An OPFOR soldier tracks an AH-64 Apache assaulting his position. The situation doesn't look good.
“An OPFOR soldier tracks an AH-64 Apache assaulting his position. The situation doesn’t look good.”

We’ve still not mentioned anything we can’t do all that easily. We could, however, make it much more complicated. We could, for instance, only have those patrols active when the player has been detected in the area but not in his aircraft. We could take that concept a step further, and send out patrols specifically to the area he was shot down in order to attempt to locate him. We could even spawn an enemy helicopter to fly to and drop some troops off in the area. Ugh… Talk about lowering the odds. 🙂

We don’t just need to do things to hinder our player however. This scenario is supposed to take place in modern times, maybe even near future. Surely our pilot would have a radio, some kind of a rescue beacon, maybe even a GPS? Why does he need to limp his sorry as all the way home? He doesn’t, of course!

Two Russian BMP-2s rush past an exploding Russian T-72 during a tank on tank engagement.
“Two Russian BMP-2s rush past an exploding Russian T-72 during a tank on tank engagement.”

This is what I’m currently developing – a script to allow a pilot to request to be evacuated. It is interesting to design a system while learning the capabilities of the engine and attempting to work around them simultaneously I’ve got to say. My plan is to allow the pilot to use his radio to call back to his HQ for an evac which will spawn an attack helicopter and a transport helicopter. The attack chopper will act as an escort coming in first, engaging any enemy vehicles in the area hopefully. The transport helicopter will show up soon after, land, unload a squad of troops, and wait for the player to get in. Once he does the squad will mount back up and the chopper will return the player to base. Sounds fairly straight forward right?

Not so much. First of all, little of what I’ve described can be accomplished with waypoints and triggers alone. For one, how in the world do I make it so the friendly choppers arrive at/near the players location? I thought of an alternative, one that I might still use for some missions in the future, and that is to have the rescues available at multiple predetermined locations marked on the map and the player can select which one he’d prefer to use.
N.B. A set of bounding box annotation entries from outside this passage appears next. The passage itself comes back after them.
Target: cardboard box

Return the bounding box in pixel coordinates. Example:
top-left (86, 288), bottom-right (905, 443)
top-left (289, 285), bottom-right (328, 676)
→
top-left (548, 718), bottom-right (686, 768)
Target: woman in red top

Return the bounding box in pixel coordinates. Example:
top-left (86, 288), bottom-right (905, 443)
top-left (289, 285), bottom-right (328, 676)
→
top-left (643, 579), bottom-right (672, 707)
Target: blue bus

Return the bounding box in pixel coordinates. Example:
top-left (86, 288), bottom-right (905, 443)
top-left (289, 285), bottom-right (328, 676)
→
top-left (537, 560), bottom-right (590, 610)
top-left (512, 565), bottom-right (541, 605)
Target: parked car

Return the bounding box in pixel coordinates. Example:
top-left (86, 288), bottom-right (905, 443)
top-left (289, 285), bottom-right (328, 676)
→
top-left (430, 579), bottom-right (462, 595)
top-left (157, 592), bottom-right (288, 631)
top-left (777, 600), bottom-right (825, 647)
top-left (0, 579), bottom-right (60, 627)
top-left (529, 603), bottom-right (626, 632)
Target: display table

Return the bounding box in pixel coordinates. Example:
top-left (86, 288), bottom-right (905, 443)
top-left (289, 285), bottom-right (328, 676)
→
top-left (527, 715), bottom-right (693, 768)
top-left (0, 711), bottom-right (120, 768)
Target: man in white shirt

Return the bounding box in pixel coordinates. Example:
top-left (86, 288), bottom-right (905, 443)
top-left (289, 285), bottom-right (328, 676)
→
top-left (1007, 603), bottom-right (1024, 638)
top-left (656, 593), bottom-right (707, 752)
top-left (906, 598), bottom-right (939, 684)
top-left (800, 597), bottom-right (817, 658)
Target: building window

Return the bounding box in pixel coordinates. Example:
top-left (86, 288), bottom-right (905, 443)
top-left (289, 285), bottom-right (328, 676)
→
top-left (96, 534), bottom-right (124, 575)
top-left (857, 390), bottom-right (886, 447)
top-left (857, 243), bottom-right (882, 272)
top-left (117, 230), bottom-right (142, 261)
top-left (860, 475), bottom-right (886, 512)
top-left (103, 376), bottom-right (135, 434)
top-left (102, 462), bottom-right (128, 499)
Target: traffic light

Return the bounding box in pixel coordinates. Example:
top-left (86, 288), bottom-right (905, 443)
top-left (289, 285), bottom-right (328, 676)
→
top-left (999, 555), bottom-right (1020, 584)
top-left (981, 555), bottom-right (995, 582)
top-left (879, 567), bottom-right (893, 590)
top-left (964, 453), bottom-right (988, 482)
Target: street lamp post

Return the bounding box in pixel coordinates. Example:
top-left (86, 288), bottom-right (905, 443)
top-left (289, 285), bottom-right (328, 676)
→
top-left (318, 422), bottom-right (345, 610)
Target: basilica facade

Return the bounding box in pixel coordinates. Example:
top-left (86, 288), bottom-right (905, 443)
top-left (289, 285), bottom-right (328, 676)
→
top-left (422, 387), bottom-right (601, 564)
This would be much easier to pull off, as I could set the waypoints on the map and have much of what needs to happen done with zero scripting. It would also add an element of adventure as the player has to hike to the pick up location. On the downside, the landmasses available in ArmA are huge and 2 or 3 available pick up points might not be adequate.

A US Army sniper, having just eliminated his targets, prepares to exfiltrate the scene.
“A US Army sniper, having just eliminated his targets, prepares to exfiltrate the scene.”

We’ve also got to worry about a ton of little details. Can the player call these in more than once at a time? No? How about more than once per mission? Will the transport helicopter wait forever for the pilot to arrive or eventually depart with out him? What happens if one of the helicopters gets destroyed or disabled? Do the helicopters just appear or do they already exist and take off from some predetermined base? If they already exist, what happens if they destroyed before they’re called in? There’s quite a lot to think about indeed…

Note: I took all of the above screenshots ingame at the settings I normally play at and none of them have been modified although many do include user created addons.